Finally when it was time to leave home, I realized that I couldn't survive without good food. So I donned my kitchen apron and entered the kitchen amidst much fanfare (with my mom and dad excitedly watching over my initial attempts). I think I first learnt to keep rice in the cooker, then make tea, make dal and finally bhindi (okra/lady's fingers) and beans (something that I am not to fond of, but since it was really simple it became one of my favorites). Spurred by the success stories, I decided to attempt more complex procedures like making "sheera" and a yummy rice dish called Baoli Handi.
But things happened over the last one year that broke my momentum in the cooking spree. So now, after exactly a year, I entered the kitchen again - this time with more enthusiasm and energy than before. I started with the seemingly ostentatious but absolutely simple "Baoli Handi". It's a Sanjeev Kapoor recipe that my mom recommended last year - combines rice, moong dal (split green gram), soya chunks and a whole lot of vegetables. It is extremely nutritious (when you cook rice with dal in the same dish - it completes the amino acid profile of the dal), spares the need for preparing a side-dish (can easily have it with simple plain dahi) and most of all makes for a sumptuous meal. Maybe the next time I make it, I'll post the recipe along with a picture of the dish (inspired by my sister).
Needless to say, the dish was a hit with everyone at home! Universal unanimous affirmative praise - including my patti (grandmom) who prefers sattvic food - without potatoes, onion and garlic. This was nearly sattvic - it did have lots of aloo (potato) in it.
Encouraged by this reaction, I decided to don the chef's invisible cap and took over the reins of my mother's kitchen. I've been cooking both meals for the last 4 days now and I can proudly say that I'm lovin it!
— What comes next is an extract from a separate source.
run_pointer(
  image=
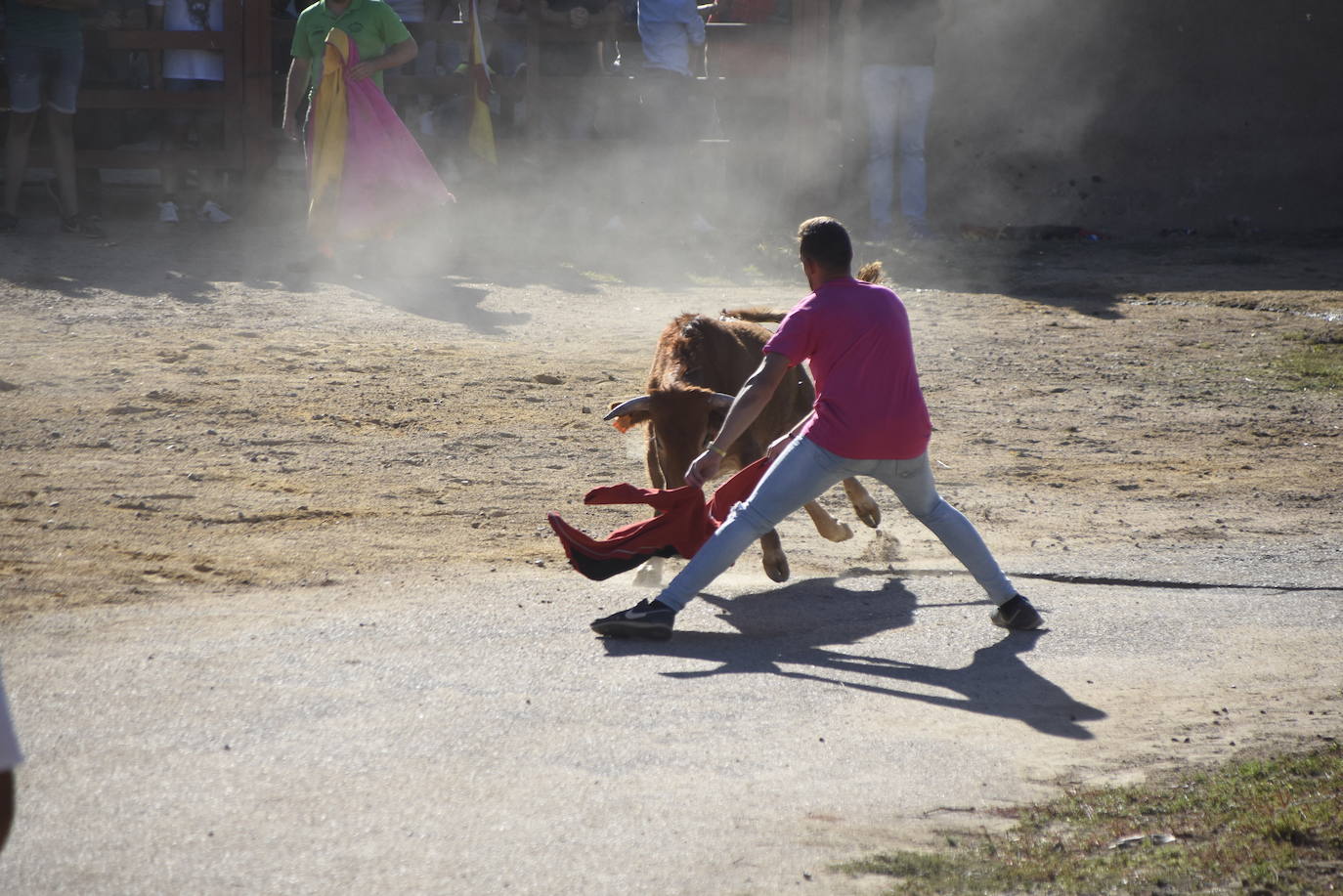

I think I've discovered a new hobby in cooking. I love to cut and chop vegetables, I love the spluttering and crackling of mustard and jeera (cumin seeds), I love to sprinkle red chilli powder and yellow turmeric to give it rich colour, I love the aroma imparted by the addition of dhania-jeera powder and the tangy taste of aamchur powder and finally I absolutely love the green garnish of a sprig of coriander leaves.
I always resisted kitchen chores, especially the actual task of standing in the sauna-like kitchen and stirring the dal to completion. Subconsciously, I also think, I was scared of not living up to the high standards set my mom and sis. And peeking even deeper into the subconscious, I mistook 'refusing to cook' as a sign of female emancipation! (I know it sounds ridiculous, but I think I have to admit it - at the same time, I also feel that cooking is a science that both men and women should learn for their own good).
Today, I am grateful to myself that I decided to take the ladle and spoon in my hand and learn to create edible magic from a few raw foods. I honestly feel like a magician when I finish cooking and my dad comes with a bear hug and wishes wistfully that he could dress me up in diamonds. (Of course, my dad is known to exaggerate when it especially comes to his younger daughter; I single myself out because my sister is absolutely brilliant when it comes to serving us a meal fit for kings on a steel platter).
Cooking is not just about enabling us to survive. It indulges the senses, teaches us proportions and gives us an important life lesson - to learn to strike the right balance in life so that we can enjoy every morsel and every minute with equal relish.